Palestine Action: An immature response to a wider problem
Last month, there was a mini fracas in the UK over Palestine Action, a pro-Palestine group, gaining access to a major airbase and causing damage to airplanes allegedly used to support Israel's genocide of the Palestinian people. This resulted in arrests for acts of terrorism, despite the fact that nobody was killed or maimed, and a move to criminalize any acts of support for the organization by designating it a proscribed terror group.

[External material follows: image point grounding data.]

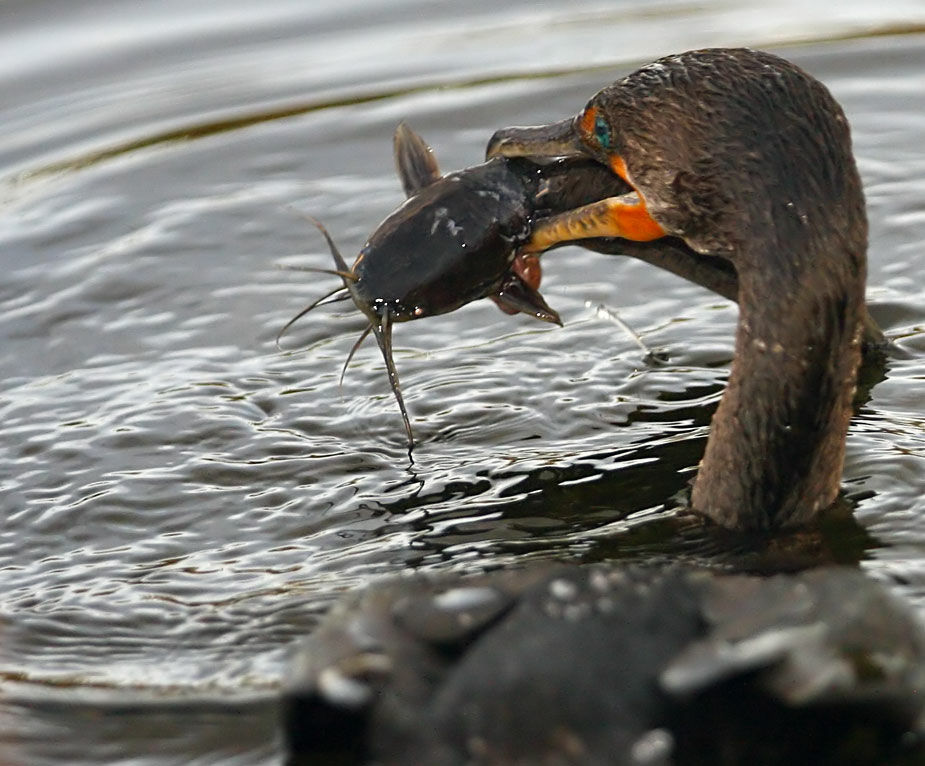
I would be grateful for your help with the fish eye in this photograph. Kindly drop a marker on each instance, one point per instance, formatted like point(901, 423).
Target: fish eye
point(602, 131)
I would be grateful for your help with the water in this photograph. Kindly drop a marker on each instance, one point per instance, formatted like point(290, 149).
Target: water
point(181, 500)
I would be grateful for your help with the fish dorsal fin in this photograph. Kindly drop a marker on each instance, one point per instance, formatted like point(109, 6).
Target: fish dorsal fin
point(414, 160)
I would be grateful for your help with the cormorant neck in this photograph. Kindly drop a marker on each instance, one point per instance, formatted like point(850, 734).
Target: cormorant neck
point(777, 442)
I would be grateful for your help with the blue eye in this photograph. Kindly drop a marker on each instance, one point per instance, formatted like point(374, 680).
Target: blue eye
point(602, 131)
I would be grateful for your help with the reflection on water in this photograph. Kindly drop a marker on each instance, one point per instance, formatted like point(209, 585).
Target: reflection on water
point(180, 500)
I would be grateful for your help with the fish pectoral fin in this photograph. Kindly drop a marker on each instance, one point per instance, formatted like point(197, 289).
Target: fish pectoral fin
point(414, 159)
point(517, 297)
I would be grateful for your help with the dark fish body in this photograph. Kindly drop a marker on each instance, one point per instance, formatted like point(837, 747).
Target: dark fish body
point(456, 239)
point(451, 243)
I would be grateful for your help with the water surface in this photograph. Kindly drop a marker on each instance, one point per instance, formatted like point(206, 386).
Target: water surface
point(181, 500)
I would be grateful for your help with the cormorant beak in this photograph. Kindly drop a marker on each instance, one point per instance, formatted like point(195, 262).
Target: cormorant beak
point(560, 139)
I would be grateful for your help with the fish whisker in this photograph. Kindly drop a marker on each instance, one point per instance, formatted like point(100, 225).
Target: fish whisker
point(353, 350)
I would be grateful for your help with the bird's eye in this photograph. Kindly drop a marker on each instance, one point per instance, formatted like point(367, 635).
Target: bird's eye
point(602, 131)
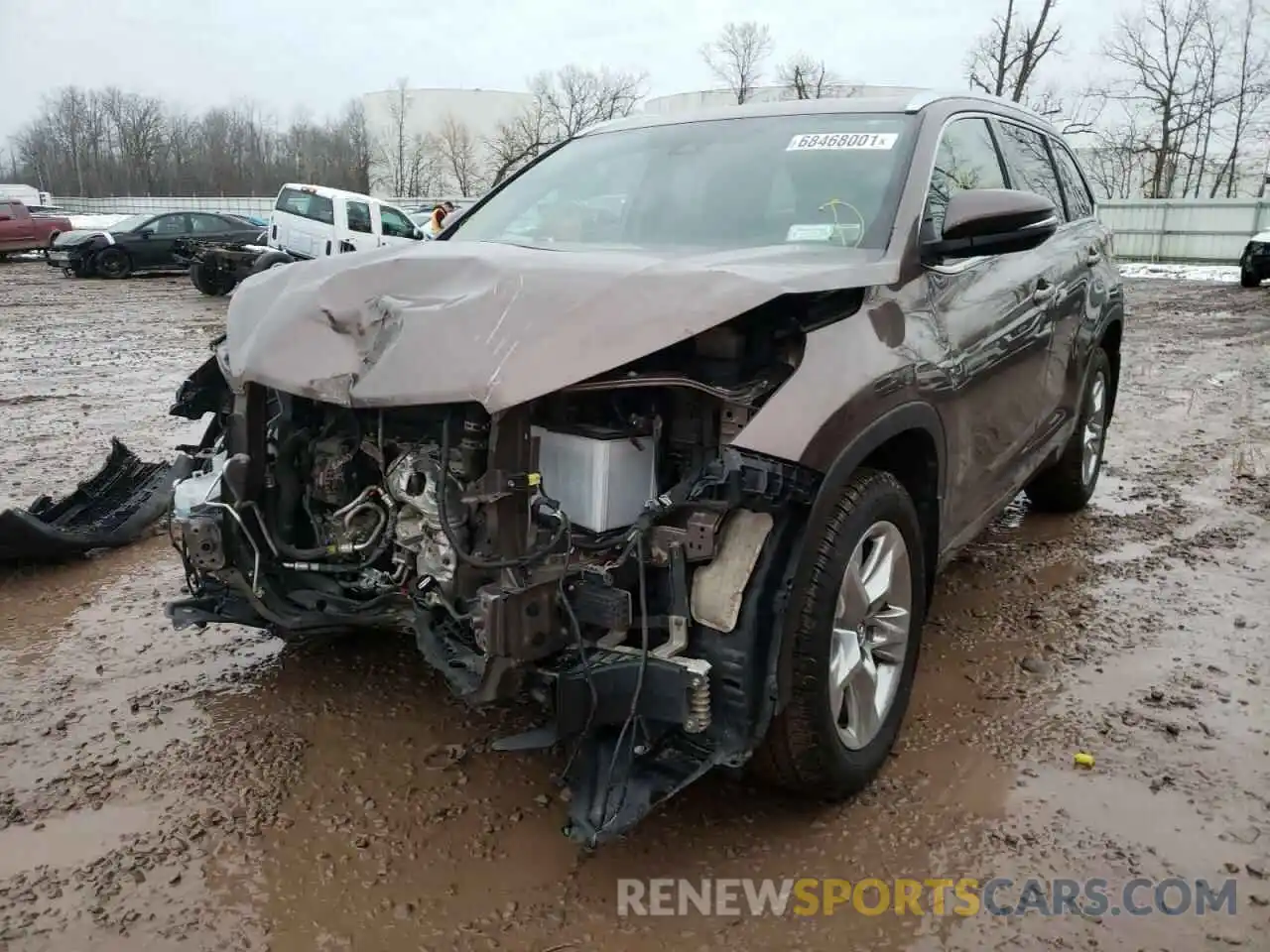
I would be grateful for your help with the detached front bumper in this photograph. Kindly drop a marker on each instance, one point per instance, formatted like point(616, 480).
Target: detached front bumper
point(72, 258)
point(1256, 261)
point(111, 509)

There are many talking points, which I may raise in a future long format article at a later date. However, first and foremost is this. If an absolutely crucial base was protected by nothing more than a six-foot (1.8 meter) wooden fence, shouldn't this be a wake-up call to those maintaining such facilities? This embarrassment, following a recent blackout at Heathrow Airport which revealed that it relied on a single poorly secured and neglected substation, indicates that the UK's key security infrastructure is not fit for purpose.
With this apparently being the first time the UK has ever used anti-terror laws against non-violent activists, it's worth asking why these people and their support base were targeted so aggressively. Is it because the UK profits from arms exports to Israel, despite official headlines pretending otherwise? Is it a sign of authoritarian creep that will soon lead to a plethora of other non-violent organizations being banned without so much as a vote by parliament? Or is the UK simply embarrassed at the revelation that its security infrastructure has been left to rot?
The UK government should be upgrading its infrastructure as a priority, not using such a pitiful failure of security as an excuse to expand its de facto definition of a terror group.